All the feedback I get from the distro I work with (and sometimes from the folks I have at the ICC booth at shows) is $30 was too much for a book someone was wishy-washy on getting. I wanna convert the wishy-washy folks into customers. That’s what price cuts do.

And goofy as it sounds, the psychological angle is advantageous, as well. Take the price down ten bucks, and suddenly it’s only one bill out of someone’s wallet instead of two.

Weird? Yeah. But Totally A Thing Regardless? Absolutely.

All those scales and side-effects from distribution will make one other thing noticeably different about You Died vs all previous Iron Circus anthologies: delivery isn’t scheduled until September 2020. When you work at distribution scale, you have to give plenty of notice about your offerings. If Spike turned this book around in six to nine months like previous offerings, a fair number of clients might not be able to take it because they’ve already planned their budgets and spending around books that were announced a year ago.

And if they could place an order that quickly but something (cough, cough, trade war, cough) were to delay the books a week or two past the promised date? Promotions budgets, space on bookshelves, even warehouse stock space would be disrupted. And those buyers that got burned would think twice about ever taking another Iron Circus title.

Spike’s in a whole different world now, and I’m pleasantly surprised to see how well she’s done so far. The number of people that can take a company from one-person garage startup to part of a global supply chain with dozens of inputs and thousands of outputs and not screw the pooch is vanishingly small. Those are completely different skillsets, and the managerial mindset necessary for the post-transition business (especially the importance of delegation) is about 173° out of phase with the fast hustle that’s needed pre-transition.

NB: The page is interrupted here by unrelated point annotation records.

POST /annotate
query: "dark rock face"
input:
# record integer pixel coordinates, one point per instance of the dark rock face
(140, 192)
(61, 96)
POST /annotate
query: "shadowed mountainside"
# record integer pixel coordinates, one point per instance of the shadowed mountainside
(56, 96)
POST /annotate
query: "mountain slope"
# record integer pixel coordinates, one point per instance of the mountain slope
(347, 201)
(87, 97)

It’s part of why so many start-ups (not to mention mega-huge Kickstarts that keep growing in complexity) crash and burn — the kind of person that can run the one-person endeavour is usually not only really bad at management, they usually are even worse at recognizing the things that they can’t do (or at least, need to do differently). So sincere kudos to Spike for beating the odds in yet another way; it’ll give her detractors one more thing to cry into their Cheerios over.


Spam of the day:

GET YOUR DONALD J TRUMP COMMEMORATIVE COIN TODAY! Best wishes, Your patriotic friends at Ape Survival

So that’s an Australian prepper supply site getting badly misreading my interests in commemorating anything about Donald Trump other than the monumental crap I’m going to take on his grave someday.